Après plusieurs mois de redressement judiciaire, c’est la fin pour la Fondation des œuvres de la Croix Saint-Simon, qui annonce la cession de l’ensemble de ses activités. 66 structures, 1 800 emplois et 100 000 usagerEs sont menacéEs.
La Fondation des œuvres de la Croix Saint-Simon a annoncé le 14 avril la cession de l'ensemble de ses activités pour des raisons financières. Les causes de cette faillite restent savamment éludées par la fondation. Elle met en cause l’augmentation salariale de la prime COVID et explique s’être développée trop vite. En réalité, la fondation a été fragilisée par de graves dysfonctionnements de gestion, particulièrement opaques, qui l’ont plongée dans le déficit.
Nous sommes toustes concernéEs !
Parmi les structures concernées, on trouve plusieurs centres de santé de proximité, des EHPAD, l’hôpital mère-enfant de la rue des Bleuets, un service d’hospitalisation à domicile, des instituts de formation… et 35 crèches. Toutes sont aujourd'hui à la recherche de repreneurs et menacées de fermeture.
Quand on connaît le temps d’attente pour avoir une place en crèche à Paris et le risque que cela fait peser sur les familles — particulièrement sur les femmes, qui se retrouvent sans solutions de garde — en fermer 35 est tout simplement inenvisageable.
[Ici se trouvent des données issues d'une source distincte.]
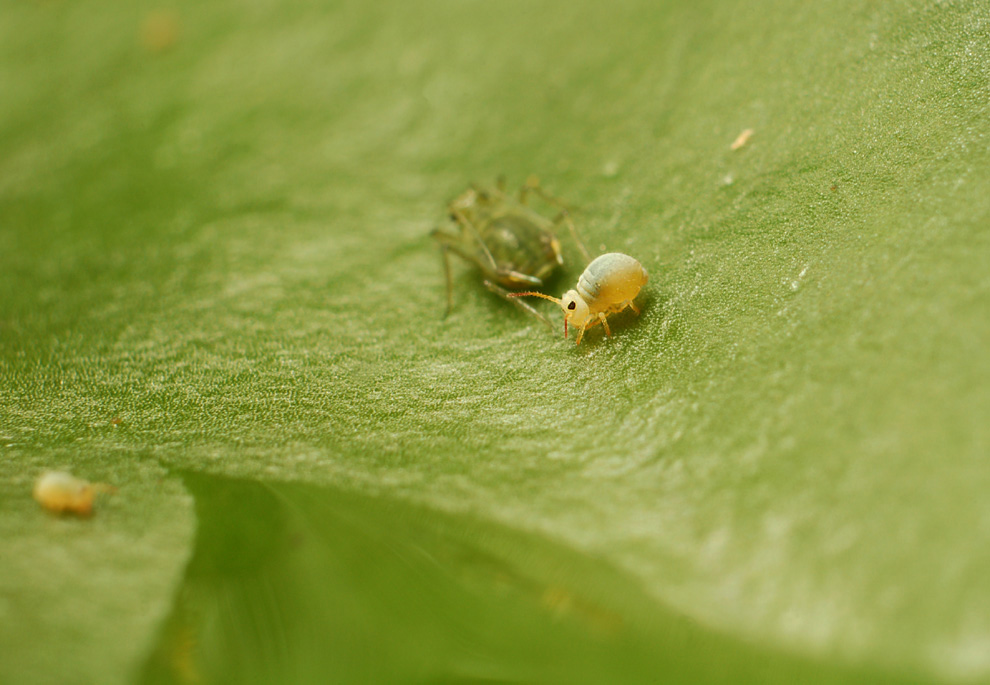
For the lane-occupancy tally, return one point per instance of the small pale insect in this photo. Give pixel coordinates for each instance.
(62, 492)
(607, 286)
(512, 245)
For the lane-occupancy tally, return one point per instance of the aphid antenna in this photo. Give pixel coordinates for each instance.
(532, 294)
(545, 297)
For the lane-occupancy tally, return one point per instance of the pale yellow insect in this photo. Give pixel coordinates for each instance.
(62, 492)
(609, 284)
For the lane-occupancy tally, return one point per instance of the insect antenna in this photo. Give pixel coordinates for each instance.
(545, 297)
(531, 294)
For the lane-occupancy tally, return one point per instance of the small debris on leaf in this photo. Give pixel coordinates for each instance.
(63, 493)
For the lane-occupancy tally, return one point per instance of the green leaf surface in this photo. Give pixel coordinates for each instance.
(215, 268)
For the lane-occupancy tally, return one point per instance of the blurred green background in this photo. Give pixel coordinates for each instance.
(218, 293)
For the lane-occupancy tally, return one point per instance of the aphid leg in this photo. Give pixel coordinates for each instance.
(501, 292)
(447, 243)
(533, 183)
(450, 280)
(470, 228)
(601, 317)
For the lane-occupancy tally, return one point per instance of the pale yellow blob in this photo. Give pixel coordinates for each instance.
(62, 492)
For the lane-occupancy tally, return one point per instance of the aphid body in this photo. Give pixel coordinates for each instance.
(62, 492)
(514, 246)
(609, 284)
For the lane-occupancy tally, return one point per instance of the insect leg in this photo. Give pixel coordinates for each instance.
(467, 225)
(447, 243)
(533, 183)
(502, 292)
(601, 317)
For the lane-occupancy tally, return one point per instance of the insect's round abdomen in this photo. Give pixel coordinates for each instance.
(610, 279)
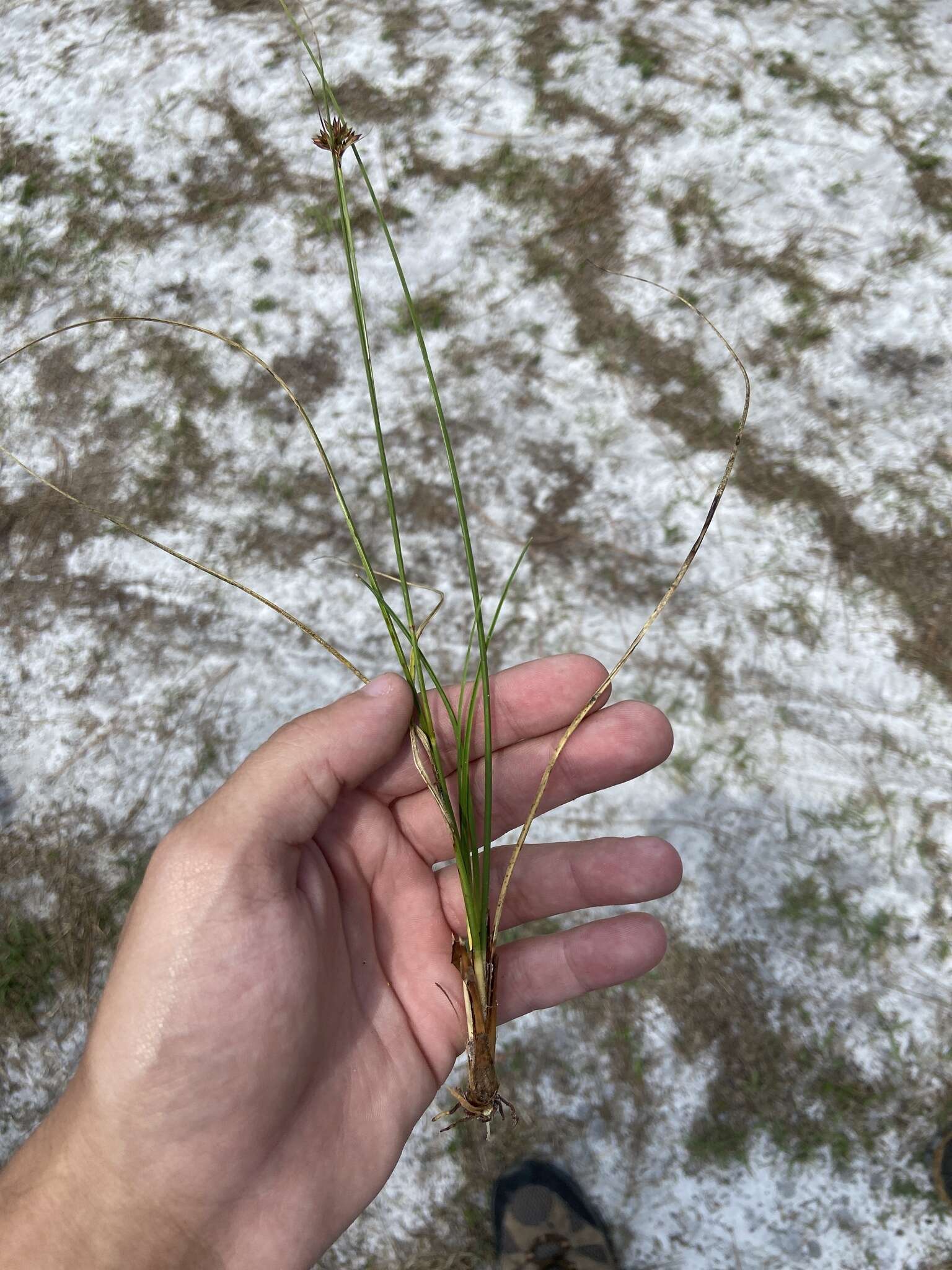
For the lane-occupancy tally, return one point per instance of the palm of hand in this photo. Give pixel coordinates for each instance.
(278, 1020)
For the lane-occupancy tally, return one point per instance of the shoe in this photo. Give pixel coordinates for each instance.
(542, 1220)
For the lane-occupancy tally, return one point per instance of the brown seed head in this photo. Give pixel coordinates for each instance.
(335, 136)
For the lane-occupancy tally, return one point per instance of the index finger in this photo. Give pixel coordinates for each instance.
(526, 701)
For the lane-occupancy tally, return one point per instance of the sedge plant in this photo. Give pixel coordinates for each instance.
(465, 808)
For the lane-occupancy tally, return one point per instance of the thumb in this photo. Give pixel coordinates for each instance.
(282, 791)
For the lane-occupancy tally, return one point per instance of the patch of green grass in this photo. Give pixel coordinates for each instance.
(635, 50)
(924, 162)
(29, 961)
(434, 310)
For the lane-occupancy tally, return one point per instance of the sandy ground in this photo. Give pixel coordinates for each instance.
(765, 1098)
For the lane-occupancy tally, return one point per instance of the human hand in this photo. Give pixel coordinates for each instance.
(273, 1025)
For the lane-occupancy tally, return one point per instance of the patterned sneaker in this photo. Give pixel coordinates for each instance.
(542, 1220)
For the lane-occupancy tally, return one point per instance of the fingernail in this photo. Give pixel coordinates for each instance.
(380, 687)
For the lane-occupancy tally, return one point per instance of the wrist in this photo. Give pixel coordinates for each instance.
(63, 1207)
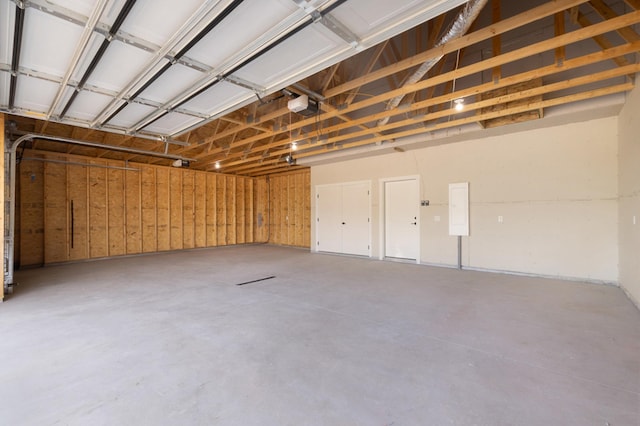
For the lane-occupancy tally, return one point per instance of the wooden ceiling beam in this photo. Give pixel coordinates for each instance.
(532, 15)
(366, 69)
(633, 3)
(559, 29)
(600, 39)
(496, 41)
(620, 88)
(627, 33)
(505, 82)
(536, 48)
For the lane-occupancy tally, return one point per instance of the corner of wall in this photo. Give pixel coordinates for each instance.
(629, 196)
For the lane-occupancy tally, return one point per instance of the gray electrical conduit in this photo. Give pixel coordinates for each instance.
(460, 26)
(10, 180)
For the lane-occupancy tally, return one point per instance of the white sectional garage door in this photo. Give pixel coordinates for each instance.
(343, 218)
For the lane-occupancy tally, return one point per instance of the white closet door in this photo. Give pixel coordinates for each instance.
(355, 218)
(401, 219)
(329, 218)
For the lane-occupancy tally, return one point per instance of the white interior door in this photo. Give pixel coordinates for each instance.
(401, 219)
(329, 218)
(355, 219)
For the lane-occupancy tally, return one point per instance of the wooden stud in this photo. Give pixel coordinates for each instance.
(211, 221)
(163, 209)
(221, 210)
(149, 209)
(188, 209)
(175, 208)
(31, 227)
(200, 210)
(132, 212)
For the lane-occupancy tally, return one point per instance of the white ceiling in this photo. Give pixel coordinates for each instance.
(257, 47)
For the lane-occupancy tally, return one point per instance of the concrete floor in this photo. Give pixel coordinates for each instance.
(169, 339)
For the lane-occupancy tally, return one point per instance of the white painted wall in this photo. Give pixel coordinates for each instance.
(629, 187)
(556, 189)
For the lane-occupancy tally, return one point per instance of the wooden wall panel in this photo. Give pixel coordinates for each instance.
(31, 213)
(175, 207)
(98, 234)
(260, 199)
(163, 221)
(56, 213)
(298, 215)
(77, 192)
(274, 210)
(306, 220)
(289, 208)
(149, 209)
(230, 208)
(212, 225)
(188, 209)
(249, 211)
(221, 213)
(115, 212)
(200, 209)
(239, 206)
(133, 214)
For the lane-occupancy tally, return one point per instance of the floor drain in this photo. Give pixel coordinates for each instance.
(257, 281)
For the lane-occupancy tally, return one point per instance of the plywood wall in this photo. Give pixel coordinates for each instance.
(283, 209)
(74, 212)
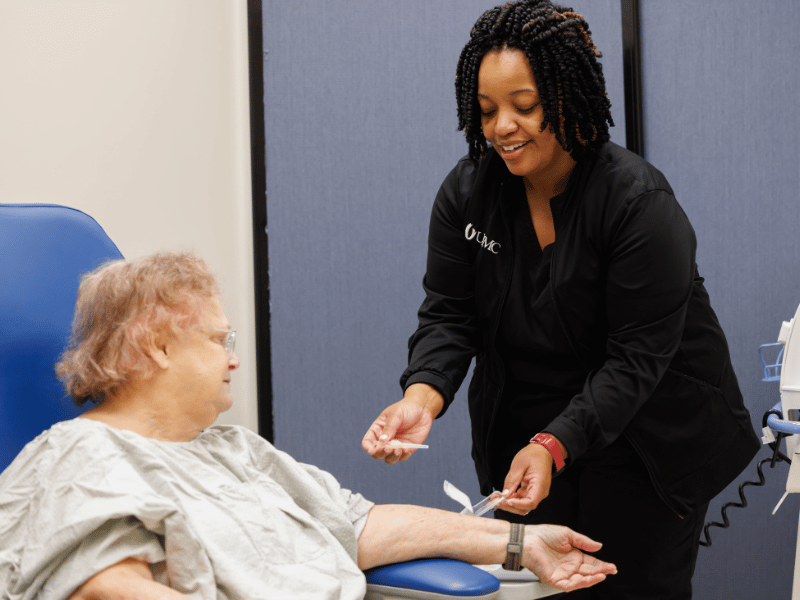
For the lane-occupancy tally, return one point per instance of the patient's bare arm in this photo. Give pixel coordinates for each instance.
(130, 579)
(395, 533)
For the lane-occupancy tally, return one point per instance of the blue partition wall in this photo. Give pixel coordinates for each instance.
(360, 131)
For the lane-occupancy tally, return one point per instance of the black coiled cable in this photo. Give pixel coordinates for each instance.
(776, 456)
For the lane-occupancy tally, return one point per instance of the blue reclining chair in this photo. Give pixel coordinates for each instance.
(44, 251)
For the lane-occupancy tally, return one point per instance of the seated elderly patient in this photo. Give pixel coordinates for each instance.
(142, 495)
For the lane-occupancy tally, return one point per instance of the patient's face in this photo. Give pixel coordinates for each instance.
(200, 367)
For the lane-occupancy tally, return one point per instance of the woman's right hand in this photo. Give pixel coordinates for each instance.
(408, 420)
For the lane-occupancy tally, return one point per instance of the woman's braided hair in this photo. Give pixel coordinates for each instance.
(563, 59)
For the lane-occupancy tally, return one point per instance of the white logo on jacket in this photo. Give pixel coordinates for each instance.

L’Est parisien, où se concentre la majorité des interventions de la fondation, est particulièrement touché. Après la fermeture de la maternité des Lilas, la fusion des hôpitaux Bichat et Beaujon, les menaces sur la maison de santé Pyrénées-Belleville appartenant au dispositif SEC-PA et la fermeture du centre de santé Haxo, tout l’accès aux soins est impacté.
Nous voulons plus d’accès aux soins, pas moins !
Ces fermetures provoquent des retards dans les prises en charge des patientEs, particulièrement les plus précaires. Et pour les structures de soins restantes, cela signifie une augmentation du nombre de passages, des temps d’attente allongés…
Dans un contexte où les budgets d’austérité successifs ont mis à mal le service public et où il est de plus en plus difficile de se soigner, nous ne pouvons pas laisser fermer d’autres centres de soins.
Alors que nous manquons d’infirmières, d’aides-soignantes, de professionnelles de santé, les instituts de formation sont essentiels. Il faut se battre pour le maintien de ces structures et pour en ouvrir de nouvelles, pour obtenir un vrai service public, de la petite enfance au grand âge, accessible à tous et toutes.